Aku melenguh pelan. Untuk sesaat aku mengabaikan Bianca dan menyesap kopi susu buatannya. Tenggorokanku perlu dibasahi agar percakapan ini bisa terus mengalir dengan lancar.
"Semalam kami bertengkar, Bi," ungkapku sesaat setelah meletakkan kembali cangkir kopi susu di atas meja. "Mami bahkan menampar Mas Aksa gara-gara aku." Mataku beralih menatap selembar karpet Persia yang tergelar di bawah kedua kakiku. Bayangan peristiwa itu kembali terlintas lagi di benakku.
"Ya, ampun, Ve," desis wanita itu menyayangkan apa yang telah terjadi semalam.
"Aku hanya takut terluka lagi, Bi," ucapku lirih setelah mengambil napas panjang. "Kamu tahu kan, laki-laki yang datang dalam hidupku semuanya brengsek. Mereka cuma singgah lalu pergi dengan meninggalkan luka. Aku sudah nggak punya hati untuk dilukai, Bi."

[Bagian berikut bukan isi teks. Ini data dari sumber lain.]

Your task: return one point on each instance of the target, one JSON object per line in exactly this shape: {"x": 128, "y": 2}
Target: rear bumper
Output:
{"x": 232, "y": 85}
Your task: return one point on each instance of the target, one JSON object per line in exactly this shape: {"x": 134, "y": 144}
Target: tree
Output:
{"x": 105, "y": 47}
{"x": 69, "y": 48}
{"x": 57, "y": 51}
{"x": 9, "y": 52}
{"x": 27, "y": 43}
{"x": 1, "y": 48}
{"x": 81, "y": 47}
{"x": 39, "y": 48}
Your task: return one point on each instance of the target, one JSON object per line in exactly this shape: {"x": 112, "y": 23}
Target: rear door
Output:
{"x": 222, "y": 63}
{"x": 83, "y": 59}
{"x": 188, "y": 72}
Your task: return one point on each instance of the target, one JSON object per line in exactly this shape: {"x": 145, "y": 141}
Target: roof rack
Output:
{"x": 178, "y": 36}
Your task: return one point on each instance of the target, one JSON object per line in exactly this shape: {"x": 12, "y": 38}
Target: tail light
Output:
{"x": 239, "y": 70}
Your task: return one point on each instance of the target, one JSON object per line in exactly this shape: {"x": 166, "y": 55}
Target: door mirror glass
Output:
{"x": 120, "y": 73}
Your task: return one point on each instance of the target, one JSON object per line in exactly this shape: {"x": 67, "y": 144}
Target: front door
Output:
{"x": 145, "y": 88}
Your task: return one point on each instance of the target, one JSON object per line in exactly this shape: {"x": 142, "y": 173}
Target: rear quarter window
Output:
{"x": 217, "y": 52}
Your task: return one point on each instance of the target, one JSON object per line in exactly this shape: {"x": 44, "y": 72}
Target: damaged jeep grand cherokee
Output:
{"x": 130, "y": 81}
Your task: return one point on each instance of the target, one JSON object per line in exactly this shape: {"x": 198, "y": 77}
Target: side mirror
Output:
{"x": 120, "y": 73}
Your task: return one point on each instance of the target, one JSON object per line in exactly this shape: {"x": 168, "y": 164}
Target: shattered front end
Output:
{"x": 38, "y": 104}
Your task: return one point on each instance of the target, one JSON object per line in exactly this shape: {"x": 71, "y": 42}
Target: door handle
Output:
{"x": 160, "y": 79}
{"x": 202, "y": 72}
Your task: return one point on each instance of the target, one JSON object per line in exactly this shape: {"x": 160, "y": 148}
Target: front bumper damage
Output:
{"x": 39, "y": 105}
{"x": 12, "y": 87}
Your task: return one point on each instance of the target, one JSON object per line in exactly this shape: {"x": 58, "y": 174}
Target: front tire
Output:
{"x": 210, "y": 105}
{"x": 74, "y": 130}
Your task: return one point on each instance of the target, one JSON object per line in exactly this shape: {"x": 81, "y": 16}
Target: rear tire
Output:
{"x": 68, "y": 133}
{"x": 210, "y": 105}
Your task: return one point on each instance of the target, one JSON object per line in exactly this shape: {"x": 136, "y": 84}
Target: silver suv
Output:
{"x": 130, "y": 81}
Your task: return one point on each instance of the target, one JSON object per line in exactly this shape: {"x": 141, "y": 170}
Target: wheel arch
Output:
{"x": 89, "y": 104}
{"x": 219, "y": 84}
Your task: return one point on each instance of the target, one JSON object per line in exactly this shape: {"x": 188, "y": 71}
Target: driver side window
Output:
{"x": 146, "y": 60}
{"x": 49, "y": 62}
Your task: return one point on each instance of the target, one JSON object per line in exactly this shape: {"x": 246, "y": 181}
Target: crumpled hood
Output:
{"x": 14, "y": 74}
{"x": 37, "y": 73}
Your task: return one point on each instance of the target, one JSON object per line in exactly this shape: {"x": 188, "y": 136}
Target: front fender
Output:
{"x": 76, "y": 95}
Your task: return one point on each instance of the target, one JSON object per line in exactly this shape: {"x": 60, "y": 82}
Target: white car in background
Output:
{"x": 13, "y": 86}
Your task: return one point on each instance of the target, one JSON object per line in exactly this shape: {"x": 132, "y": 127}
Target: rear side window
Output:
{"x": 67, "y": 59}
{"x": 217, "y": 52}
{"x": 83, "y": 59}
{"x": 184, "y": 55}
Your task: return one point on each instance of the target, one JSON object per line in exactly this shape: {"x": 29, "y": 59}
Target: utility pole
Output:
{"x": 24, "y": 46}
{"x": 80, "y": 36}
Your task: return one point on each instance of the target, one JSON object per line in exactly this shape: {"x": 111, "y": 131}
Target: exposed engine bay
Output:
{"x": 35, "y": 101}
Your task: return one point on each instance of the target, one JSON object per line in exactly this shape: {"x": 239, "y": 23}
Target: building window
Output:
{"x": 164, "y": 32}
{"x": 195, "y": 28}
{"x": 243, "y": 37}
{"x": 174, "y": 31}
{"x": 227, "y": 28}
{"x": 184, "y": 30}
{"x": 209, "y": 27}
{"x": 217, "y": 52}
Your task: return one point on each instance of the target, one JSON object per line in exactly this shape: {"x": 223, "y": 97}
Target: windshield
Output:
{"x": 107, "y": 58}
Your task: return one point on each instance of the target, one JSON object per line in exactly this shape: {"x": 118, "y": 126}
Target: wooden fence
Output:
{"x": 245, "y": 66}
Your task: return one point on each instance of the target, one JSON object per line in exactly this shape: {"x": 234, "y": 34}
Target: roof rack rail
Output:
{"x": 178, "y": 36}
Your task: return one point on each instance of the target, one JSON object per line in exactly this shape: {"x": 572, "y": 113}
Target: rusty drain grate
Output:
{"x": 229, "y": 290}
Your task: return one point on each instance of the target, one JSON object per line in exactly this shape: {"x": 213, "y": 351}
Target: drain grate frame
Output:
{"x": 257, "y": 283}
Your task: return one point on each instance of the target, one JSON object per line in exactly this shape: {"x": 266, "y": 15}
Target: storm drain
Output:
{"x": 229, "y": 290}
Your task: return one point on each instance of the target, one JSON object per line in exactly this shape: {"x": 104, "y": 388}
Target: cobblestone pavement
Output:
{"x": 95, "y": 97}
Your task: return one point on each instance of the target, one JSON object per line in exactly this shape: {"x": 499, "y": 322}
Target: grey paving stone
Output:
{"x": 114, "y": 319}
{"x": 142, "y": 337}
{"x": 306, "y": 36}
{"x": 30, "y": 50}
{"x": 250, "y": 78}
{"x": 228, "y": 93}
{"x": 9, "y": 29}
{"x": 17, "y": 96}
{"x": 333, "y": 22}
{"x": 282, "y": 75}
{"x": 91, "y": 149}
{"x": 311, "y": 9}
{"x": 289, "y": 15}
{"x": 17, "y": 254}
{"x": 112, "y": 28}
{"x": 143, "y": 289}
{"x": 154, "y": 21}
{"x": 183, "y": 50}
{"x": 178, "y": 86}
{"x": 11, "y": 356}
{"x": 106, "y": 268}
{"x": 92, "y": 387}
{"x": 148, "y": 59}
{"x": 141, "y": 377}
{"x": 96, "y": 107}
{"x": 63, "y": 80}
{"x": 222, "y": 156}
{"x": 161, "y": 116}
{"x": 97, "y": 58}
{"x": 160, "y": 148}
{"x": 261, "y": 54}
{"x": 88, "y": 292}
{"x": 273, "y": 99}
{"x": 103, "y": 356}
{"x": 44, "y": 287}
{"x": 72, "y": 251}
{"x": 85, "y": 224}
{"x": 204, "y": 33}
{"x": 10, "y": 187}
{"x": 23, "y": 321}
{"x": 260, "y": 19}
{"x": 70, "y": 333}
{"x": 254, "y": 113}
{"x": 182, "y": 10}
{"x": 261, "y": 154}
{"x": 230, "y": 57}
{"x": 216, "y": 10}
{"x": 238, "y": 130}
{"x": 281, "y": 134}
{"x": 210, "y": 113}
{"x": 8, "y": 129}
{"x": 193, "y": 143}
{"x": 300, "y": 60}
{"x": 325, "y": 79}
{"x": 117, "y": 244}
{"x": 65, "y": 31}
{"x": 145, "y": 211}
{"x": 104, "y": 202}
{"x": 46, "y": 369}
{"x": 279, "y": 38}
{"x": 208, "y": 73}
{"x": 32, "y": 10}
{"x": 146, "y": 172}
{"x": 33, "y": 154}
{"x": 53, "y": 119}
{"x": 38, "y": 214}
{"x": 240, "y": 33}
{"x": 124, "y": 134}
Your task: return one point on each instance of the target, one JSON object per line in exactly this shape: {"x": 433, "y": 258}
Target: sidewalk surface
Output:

Wanita itu langsung menarikku dalam pelukannya. Bahkan sebelum mengeluarkan kata-kata, Bianca tahu bagaimana cara memperlakukanku. Dia adalah satu-satunya orang yang paling memahami perasaanku.
"Nggak semua laki-laki brengsek, Ve," tandas Bianca beberapa menit kemudian. Tangannya menepuk-nepuk pundakku secara teratur. "Di dunia ini pasti masih ada laki-laki baik yang tersisa buat kamu. Mungkin kamu belum menemukannya."
Aku tahu, batinku. Itu hanya kesialanku, bertemu dengan orang-orang yang salah. Dan aku tidak mau tertimpa kesialan yang sama.
"Lalu aku harus bagaimana?" Aku melepaskan pelukan Bianca lalu menatap wanita itu dalam-dalam.
"Kupikir kamu harus menerima perjodohan itu... "
"Apa karena dia Reynand, kamu menyuruhku menerima perjodohan itu?" tukasku cepat.
"Bukan." Bianca menggeleng cepat. "Kamu nggak mau Mami dan Mas Aksa bertengkar lagi, kan?"
Aku bergeming, namun dalam hati membenarkan ucapan Bianca.
"Aku pikir kamu nggak punya pilihan, Ve," ucap Bianca lagi sebelum aku sempat mengeluarkan pendapat.
"Apa? Jangan menakutiku, Bi." Aku mencekal lengan Bianca tanpa sadar.
"Aku nggak bermaksud menakutimu, Ve. Aku hanya melihat permasalahanmu dari sudut pandangku sendiri."
"Tapi aku nggak mau mengambil resiko, Bi... "
"Itu hanya sebuah ketakutan yang belum terjadi, Ve."
Aku menyandarkan punggung dan kepala ke sandaran sofa lalu menarik napas panjang. Kepalaku mulai berdenyut lagi. Secara halus Bianca mendukung Mas Aksa dan Mami.
"Kamu bisa memulai hidup yang baru bersama Reynand, Ve. Harus ada seseorang yang mengontrol kebiasaan buruk kamu... "
"Maksudmu?" Aku memelototkan kedua mata pada sahabatku itu. "Soal pemborosan lagi?" tebakku dengan nada kesal.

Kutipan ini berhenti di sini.